At this point — as you might expect — the diarist’s voice, her particular use of language, is firmly, intractably lodged in my head…In fact, I have possessed this work so thoroughly that the diarist has ceased to be an entirely unique, autonomous other to me. I don’t picture her. I am her. The diary has become something like kin — a relation who is also me, myself.
If you believe, as I do, that connecting with one’s original speech is central to the ability to write fiction, you’ll understand how—during the ten or fifteen years I struggled to learn to write stories—the diary served as a kind of textbook, something I could turn to when frustrated or lost. It taught me other things, too—how to select, cut, and edit, how to construct a narrative from scraps, how to trust the intuition that certain sentences or arrangements of words are better or more meaningful than others. Another passage from Davis’s Believer interview:
Manguso: Do you believe artistic creation to be a process of selection?

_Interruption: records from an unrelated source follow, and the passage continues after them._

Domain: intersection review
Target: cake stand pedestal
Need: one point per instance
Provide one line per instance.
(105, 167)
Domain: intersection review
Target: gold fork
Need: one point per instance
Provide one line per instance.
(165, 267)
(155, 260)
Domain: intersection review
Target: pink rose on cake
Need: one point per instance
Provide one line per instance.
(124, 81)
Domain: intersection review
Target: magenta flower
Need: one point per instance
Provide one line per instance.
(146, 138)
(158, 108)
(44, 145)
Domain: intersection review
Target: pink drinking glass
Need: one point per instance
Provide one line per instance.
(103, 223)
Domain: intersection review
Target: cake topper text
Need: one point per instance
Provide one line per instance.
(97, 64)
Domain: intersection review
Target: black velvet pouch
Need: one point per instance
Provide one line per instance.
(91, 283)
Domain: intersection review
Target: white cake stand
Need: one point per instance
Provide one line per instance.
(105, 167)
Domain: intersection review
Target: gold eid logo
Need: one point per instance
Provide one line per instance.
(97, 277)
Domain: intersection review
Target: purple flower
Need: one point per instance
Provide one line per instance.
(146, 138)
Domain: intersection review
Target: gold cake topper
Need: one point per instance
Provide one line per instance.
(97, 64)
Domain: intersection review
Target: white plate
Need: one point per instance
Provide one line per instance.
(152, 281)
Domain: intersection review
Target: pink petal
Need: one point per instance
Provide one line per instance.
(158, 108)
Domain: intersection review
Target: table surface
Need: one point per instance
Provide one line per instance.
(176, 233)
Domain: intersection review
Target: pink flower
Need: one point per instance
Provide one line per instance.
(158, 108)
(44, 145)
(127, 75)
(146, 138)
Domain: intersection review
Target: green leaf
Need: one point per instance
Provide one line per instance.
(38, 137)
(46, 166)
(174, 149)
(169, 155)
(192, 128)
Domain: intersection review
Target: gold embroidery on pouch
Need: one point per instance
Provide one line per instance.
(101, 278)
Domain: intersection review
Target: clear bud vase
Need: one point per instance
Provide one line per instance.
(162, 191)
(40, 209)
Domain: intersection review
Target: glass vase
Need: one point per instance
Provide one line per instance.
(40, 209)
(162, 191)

Davis: Of course it is much more than that. What I mean is that when you take from “real life,” you select and thereby misrepresent, in a way—you distort your material, or, in fact, fictionalize it.
It seems simple, but there came the gradual realization that what one chooses to exclude from a piece of writing is as—or more—important than what is included. The original diary is almost four hundred (very dense) pages long. A full, faithful transcription of it would be interesting in a different way, but to my mind even the long original word document of selections I typed dulled what I perceived to be the diary’s magic. To strip, to pare, to compress—it’s what I do to my fiction and it’s what I did to the diary, for better or worse. By selecting and shaping the material in this way I’ve distorted, misrepresented the "real life" of the diary to suit my purposes—or, as Davis says, I’ve made it into a fiction.